Their daily rituals included morning chess matches on the beach, afternoon tennis games and evening photography sessions with sunsets the colour of mandarin oranges.
In my mind’s eye, my parents look content and relaxed and as their daughter, I appreciated seeing them so carefree.
Eventually, my husband-to-be joined us on a Maui vacation and before long, he and I returned — married and with two small children in tow — to enjoy, as Mom and Dad did, the island’s spirit of aloha and vibrant culinary, arts and culture scene.
As our daughter and son grew, so, too, did the intensity of our regular Maui adventures.
Brightly coloured beach toys morphed into boogie boards for body surfing and instead of trips to the Maui Ocean Center (hammerhead sharks were a huge hit when the children were small), we opted for hikes along the island’s spectacular coastline.
Our last trip, with no shortage of teen-friendly activities to choose from, was the most adventurous yet.
We balanced our holiday between two popular hotels on Kaanapali Beach — starting with the Sheraton Maui Resort & Spa where, as a family, we learned to snuba (a scuba diving and snorkelling hybrid where you breathe through a hose attached to a floating tank) and where my daughter and I would soak up Polynesian essential oils during a mother/daughter massage at the hotel’s Spa at Black Rock.
Impressively, our son joined the ranks of his older sister and dad and became a certified scuba diver while at the hotel, celebrating with a spooky ocean night dive.
To be honest, it felt like we were signing our teenagers’ lives away on waiver forms on a daily basis.
Sampling Maui’s food scene on this last visit also proved to be an adventure to write home about.
One evening, we dined at the Sheraton’s Teppan-yaki Dan — renowned for its contemporary Japanese cuisine and high-energy “culinary theatrics” — where guests watch their meals chopped, prepped and grilled right in front of them.
On another night, from the appropriately named Cliff Dive Grill, we observed the Sheraton’s dramatic cliff diving ceremony, a hotel tradition since 1963 featuring a ritual that involves Hawaiian chanting and the soulful call of a conch shell.
The spectacle finishes with a young diver leaping off the sacred cliffs of nearby Black Rock, or Pu’u Keka’a.
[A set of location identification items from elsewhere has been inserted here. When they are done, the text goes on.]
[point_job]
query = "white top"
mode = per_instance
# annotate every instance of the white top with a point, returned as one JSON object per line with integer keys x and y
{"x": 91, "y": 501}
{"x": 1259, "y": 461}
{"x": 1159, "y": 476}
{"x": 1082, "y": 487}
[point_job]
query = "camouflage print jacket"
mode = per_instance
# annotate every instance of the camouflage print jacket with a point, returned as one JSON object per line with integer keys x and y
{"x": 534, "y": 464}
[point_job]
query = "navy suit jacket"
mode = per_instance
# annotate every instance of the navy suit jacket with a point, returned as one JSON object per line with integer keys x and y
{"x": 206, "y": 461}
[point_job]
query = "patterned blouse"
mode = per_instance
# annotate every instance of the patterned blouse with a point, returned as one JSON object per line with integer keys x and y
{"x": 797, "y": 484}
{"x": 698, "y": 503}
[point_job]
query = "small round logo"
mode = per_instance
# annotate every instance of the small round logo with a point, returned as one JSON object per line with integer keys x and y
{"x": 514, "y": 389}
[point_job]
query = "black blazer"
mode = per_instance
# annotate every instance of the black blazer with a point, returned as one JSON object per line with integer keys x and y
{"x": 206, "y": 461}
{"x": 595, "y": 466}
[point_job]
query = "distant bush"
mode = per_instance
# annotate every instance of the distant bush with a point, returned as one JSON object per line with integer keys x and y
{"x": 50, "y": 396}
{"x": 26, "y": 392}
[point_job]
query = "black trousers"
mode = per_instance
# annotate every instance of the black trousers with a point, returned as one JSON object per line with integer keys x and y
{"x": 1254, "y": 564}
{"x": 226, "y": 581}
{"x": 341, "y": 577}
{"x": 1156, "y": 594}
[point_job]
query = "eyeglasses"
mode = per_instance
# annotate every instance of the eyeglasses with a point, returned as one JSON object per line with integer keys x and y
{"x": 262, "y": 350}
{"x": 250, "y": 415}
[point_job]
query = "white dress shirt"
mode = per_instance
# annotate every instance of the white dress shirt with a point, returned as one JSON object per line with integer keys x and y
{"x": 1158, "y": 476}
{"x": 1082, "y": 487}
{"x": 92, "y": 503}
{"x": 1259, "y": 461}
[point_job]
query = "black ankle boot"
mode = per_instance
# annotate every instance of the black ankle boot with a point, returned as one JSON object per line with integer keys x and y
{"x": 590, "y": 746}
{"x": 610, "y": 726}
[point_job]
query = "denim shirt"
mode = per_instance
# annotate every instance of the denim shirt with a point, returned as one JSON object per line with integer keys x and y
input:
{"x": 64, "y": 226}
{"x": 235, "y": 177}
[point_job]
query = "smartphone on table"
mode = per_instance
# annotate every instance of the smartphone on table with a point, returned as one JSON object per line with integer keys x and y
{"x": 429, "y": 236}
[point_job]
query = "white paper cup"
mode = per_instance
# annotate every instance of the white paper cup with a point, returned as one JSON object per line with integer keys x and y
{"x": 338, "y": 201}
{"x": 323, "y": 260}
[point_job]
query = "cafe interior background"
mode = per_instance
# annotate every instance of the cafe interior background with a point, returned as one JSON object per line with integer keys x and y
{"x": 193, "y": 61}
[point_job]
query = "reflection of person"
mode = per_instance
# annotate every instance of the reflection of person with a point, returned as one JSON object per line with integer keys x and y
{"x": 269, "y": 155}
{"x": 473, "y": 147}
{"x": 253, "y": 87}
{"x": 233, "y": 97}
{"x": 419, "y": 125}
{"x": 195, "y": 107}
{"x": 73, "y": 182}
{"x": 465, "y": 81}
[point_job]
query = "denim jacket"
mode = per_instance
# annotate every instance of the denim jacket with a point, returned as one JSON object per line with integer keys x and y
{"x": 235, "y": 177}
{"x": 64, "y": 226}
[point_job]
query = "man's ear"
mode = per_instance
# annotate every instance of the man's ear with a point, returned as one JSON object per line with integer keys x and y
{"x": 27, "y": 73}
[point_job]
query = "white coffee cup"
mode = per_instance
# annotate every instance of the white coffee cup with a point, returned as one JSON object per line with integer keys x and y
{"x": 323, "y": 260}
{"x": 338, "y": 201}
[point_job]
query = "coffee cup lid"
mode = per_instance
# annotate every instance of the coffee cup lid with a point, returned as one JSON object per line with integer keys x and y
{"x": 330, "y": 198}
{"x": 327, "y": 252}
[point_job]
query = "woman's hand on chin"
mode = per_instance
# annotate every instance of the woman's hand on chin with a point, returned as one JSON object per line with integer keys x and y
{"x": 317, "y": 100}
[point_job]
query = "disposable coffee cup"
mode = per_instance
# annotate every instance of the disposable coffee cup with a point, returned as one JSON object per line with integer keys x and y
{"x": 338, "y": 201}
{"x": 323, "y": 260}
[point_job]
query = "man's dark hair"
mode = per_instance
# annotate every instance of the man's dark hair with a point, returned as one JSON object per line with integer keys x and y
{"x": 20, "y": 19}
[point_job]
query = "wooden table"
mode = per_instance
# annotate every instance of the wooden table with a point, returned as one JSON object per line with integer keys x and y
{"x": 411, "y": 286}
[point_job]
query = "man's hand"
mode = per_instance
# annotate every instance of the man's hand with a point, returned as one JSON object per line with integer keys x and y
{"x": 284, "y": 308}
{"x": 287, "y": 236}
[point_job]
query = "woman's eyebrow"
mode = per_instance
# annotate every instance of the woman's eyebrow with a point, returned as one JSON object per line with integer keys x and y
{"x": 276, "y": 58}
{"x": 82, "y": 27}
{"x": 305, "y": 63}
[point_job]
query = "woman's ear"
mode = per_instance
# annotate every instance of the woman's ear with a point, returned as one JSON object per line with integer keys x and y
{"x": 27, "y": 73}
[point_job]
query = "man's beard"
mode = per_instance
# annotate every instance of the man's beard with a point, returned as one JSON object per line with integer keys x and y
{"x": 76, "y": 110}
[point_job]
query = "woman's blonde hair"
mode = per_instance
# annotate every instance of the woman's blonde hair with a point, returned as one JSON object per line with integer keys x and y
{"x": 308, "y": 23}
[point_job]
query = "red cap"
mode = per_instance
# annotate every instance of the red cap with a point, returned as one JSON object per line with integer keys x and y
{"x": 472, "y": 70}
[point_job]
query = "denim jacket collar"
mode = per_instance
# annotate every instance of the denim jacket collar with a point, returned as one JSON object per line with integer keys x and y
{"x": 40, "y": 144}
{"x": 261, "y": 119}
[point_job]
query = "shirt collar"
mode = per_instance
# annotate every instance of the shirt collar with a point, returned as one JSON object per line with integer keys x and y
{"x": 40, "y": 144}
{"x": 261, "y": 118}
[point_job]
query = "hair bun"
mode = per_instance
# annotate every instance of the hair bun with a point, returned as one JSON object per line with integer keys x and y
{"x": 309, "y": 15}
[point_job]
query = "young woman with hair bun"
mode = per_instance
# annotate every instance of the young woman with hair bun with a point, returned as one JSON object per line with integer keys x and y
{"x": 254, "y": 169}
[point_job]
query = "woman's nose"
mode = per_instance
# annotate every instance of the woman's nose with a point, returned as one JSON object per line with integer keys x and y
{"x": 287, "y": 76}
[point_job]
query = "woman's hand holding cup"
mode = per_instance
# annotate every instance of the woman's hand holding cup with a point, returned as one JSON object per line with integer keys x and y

We eventually moved over to the Hyatt Regency Maui Resort & Spa, where we signed up for a cosmic Tour of the Stars (who knew this Hyatt was named one of the world’s top hotels for stargazing?) and the Drums of the Pacific Lu’au — an event that includes a hearty feast, pulsating Tahitian drum dances and an unforgettable Samoan fire knife performance.
Our kids, by the way, loved the access to snacks and drinks throughout the day at the Hyatt’s Regency Club.
Over the course of our vacation, our culinary exploits continued (hungry teens and all) at the nearby family-friendly Hula Grill Kaanapali for coconut calamari, fire-grilled ahi steak and hula pie, a macadamia nut ice cream dessert featuring a chocolate cookie crust, toasted nuts and whipped cream.
And we savoured our sweet and smoky huli huli chicken with upcountry greens at Leilani’s on the Beach.
Back in Canada — and on the heels of an unforgiving winter, not to mention a challenging few years given the global pandemic — memories of this Maui trip and others before it play prominently in the photographic flip book of my mind.
I see my parent’s faces, full of life and radiant from their time in the sun.
I feel the heat of the sand through our towels as my future husband and I snuggle on the beach with our books under a Pacific sun.
I hear our children’s laughter as they play in the waves of a welcoming, warm ocean.
It turns out, my “happy place” has become a means by which to measure the stages of my life and the lives of those I love.
For this, I blame my Mom and Dad. I expect, one day, our kids will do the same.
Note from editor: We were, in part, guests of Kaanapali Resort. This story was not reviewed or edited before publication.
As well, readers may be interested to know that Hawaii now offers a Malama program, where visitors “give back” during their stays, sometimes in exchange for a free hotel night. Travellers to Maui are also encouraged to take a pledge before or upon arrival to the island.